When hearing submissions from the applicant, Mr Brett made a comment to the effect that a failure by Deloitte to interview the applicant would amount to less favourable treatment of the applicant. The applicant relies on this comment to contend that Mr Brett should have found that the applicant had suffered detriment by reason of the restraint order. This does not follow, but in any event the ground fails as Mr Brett did, in effect, conclude that the applicant had suffered detriment in consequence of the restraint proceedings.
Ground 8
"8That the panel member erred in law when failing to apply denigration and humiliation to the facts of the situation.

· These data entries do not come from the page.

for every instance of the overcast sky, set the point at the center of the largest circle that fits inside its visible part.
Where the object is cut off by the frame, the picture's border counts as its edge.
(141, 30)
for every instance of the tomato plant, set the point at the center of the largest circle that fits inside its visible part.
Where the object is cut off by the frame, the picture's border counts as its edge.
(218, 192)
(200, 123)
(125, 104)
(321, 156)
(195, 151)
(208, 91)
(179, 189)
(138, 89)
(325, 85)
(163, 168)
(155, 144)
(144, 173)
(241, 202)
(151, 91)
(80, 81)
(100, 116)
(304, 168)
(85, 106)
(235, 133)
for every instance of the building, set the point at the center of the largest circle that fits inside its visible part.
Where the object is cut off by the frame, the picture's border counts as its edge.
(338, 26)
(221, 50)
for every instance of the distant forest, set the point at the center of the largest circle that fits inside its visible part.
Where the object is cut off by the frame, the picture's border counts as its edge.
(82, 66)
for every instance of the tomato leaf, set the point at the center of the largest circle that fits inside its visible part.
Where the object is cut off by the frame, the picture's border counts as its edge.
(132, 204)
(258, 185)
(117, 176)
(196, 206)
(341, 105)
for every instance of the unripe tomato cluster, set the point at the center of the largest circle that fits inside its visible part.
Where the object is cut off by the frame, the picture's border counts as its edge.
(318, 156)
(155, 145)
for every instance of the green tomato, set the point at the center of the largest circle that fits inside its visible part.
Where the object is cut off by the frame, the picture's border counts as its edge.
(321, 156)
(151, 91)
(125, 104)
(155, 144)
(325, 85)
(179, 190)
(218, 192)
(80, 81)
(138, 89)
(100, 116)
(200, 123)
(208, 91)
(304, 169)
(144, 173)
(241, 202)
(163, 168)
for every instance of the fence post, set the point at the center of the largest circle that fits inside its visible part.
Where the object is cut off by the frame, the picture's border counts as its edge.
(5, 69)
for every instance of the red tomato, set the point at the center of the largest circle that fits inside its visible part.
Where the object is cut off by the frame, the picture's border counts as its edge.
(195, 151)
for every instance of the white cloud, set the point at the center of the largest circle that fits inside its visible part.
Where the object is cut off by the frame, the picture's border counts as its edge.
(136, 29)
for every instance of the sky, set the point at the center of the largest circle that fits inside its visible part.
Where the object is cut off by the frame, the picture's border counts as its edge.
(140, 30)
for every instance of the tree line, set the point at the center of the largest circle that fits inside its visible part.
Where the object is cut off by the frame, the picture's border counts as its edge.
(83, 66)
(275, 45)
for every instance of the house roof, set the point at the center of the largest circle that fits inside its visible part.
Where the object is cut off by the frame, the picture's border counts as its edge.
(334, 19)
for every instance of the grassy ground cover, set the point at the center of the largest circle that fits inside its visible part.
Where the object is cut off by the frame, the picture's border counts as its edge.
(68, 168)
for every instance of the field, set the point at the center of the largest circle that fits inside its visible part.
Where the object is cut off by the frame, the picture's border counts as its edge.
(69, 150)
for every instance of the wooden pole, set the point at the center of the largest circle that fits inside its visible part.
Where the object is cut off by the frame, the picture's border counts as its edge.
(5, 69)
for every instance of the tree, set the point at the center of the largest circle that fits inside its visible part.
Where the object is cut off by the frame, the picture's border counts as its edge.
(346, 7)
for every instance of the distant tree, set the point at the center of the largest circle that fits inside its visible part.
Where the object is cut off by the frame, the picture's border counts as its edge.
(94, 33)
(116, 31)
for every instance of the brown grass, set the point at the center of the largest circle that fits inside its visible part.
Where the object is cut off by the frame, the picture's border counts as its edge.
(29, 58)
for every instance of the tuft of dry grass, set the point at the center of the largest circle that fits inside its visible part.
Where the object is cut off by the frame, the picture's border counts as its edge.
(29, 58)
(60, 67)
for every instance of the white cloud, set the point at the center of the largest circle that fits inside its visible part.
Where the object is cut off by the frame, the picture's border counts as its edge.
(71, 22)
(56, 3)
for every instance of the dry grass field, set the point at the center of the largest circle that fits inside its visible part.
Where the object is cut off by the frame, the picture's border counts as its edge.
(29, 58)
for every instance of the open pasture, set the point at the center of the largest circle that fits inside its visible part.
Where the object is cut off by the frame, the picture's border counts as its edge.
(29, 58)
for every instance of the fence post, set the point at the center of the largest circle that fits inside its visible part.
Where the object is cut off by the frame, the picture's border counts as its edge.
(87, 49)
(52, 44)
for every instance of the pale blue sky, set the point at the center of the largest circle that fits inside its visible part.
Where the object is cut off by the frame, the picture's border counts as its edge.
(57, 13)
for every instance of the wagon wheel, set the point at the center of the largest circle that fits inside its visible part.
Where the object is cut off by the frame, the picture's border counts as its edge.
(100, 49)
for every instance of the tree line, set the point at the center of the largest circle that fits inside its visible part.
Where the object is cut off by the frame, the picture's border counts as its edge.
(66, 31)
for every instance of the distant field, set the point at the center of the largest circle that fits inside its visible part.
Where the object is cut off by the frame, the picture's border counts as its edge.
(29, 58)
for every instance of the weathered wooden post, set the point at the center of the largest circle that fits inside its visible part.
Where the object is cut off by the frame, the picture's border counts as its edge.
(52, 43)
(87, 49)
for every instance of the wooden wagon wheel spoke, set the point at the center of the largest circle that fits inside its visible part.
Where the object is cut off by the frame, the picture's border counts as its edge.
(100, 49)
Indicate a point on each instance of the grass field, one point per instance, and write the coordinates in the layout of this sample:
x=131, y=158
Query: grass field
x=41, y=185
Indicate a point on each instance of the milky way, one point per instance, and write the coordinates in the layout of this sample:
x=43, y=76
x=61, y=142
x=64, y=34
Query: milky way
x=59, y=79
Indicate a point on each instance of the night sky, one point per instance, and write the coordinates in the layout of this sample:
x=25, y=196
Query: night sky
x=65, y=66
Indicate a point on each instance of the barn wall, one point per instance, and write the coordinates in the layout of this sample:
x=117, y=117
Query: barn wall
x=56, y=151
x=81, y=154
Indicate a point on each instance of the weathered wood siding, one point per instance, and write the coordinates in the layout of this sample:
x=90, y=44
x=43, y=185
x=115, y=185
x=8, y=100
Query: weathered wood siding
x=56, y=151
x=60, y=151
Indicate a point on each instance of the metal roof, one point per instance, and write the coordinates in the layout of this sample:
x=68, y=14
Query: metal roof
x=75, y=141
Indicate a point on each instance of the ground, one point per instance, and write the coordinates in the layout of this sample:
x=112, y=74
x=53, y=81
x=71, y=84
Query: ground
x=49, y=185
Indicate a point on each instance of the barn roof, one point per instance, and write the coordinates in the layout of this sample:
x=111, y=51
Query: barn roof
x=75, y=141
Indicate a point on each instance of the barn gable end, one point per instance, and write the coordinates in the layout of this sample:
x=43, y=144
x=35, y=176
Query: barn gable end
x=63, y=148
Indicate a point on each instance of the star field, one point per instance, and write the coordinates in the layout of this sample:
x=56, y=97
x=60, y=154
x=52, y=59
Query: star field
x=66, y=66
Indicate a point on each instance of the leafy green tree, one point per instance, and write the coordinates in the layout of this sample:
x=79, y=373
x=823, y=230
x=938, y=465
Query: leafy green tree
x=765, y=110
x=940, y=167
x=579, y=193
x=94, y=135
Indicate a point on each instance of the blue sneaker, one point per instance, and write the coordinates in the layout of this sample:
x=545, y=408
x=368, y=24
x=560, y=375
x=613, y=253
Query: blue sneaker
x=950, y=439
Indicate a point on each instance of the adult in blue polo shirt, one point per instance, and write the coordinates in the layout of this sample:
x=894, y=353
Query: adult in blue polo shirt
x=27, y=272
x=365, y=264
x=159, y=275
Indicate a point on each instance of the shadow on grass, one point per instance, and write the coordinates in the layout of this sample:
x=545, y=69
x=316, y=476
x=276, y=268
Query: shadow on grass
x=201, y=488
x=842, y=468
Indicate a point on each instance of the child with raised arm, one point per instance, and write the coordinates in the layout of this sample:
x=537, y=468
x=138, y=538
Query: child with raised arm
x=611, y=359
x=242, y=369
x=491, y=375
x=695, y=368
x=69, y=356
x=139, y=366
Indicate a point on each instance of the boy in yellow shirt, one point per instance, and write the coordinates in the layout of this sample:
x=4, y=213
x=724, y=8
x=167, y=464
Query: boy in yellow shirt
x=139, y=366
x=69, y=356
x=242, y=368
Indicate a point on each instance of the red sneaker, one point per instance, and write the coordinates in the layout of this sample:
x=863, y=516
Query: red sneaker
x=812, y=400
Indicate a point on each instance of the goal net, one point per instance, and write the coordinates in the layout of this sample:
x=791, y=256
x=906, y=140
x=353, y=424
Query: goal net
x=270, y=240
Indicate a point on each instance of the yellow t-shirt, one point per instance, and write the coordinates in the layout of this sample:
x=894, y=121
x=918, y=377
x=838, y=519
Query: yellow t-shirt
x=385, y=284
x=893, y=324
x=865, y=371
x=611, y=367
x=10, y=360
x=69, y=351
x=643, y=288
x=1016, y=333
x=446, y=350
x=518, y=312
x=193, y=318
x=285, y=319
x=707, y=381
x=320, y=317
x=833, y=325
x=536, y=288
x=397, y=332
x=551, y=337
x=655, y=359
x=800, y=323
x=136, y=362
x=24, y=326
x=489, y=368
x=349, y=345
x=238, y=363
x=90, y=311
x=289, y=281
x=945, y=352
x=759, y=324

Accordingly the tribunal has failed to determine whether the statutory protection afforded by the act has potentially been breached."
The applicant did not assert in his complaint that he had suffered humiliation or denigration. He did, however, assert that he had been victimised because he had lodged a previous complaint against Deloitte. The ADA, s18(2), provides that victimisation takes place if a person subjects or threatens to subject another person to any detriment. The ADA, s3, provides that detriment includes humiliation or denigration. There was, however, no reason for Mr Brett to expressly address humiliation or denigration separately from the issue of detriment as he, in effect, concluded that in consequence of the restraint proceedings the applicant had suffered detriment. The ground fails.
Ground 9
"9That the Panel Member failed to consider whether the application for the restraint order formed a part of a trend of systematic less favourable treatment or detriment and hence whether it formed either systematic discrimination or victimisation for the purposes of the Act."
The applicant's complaint did not assert that Deloitte's application for a restraint order formed a part of a trend of systematic less favourable treatment or detriment and the information before Ms Little did not provide any basis for so concluding. Accordingly there was no basis for Mr Brett to consider this matter and the ground fails.
The originating application is dismissed.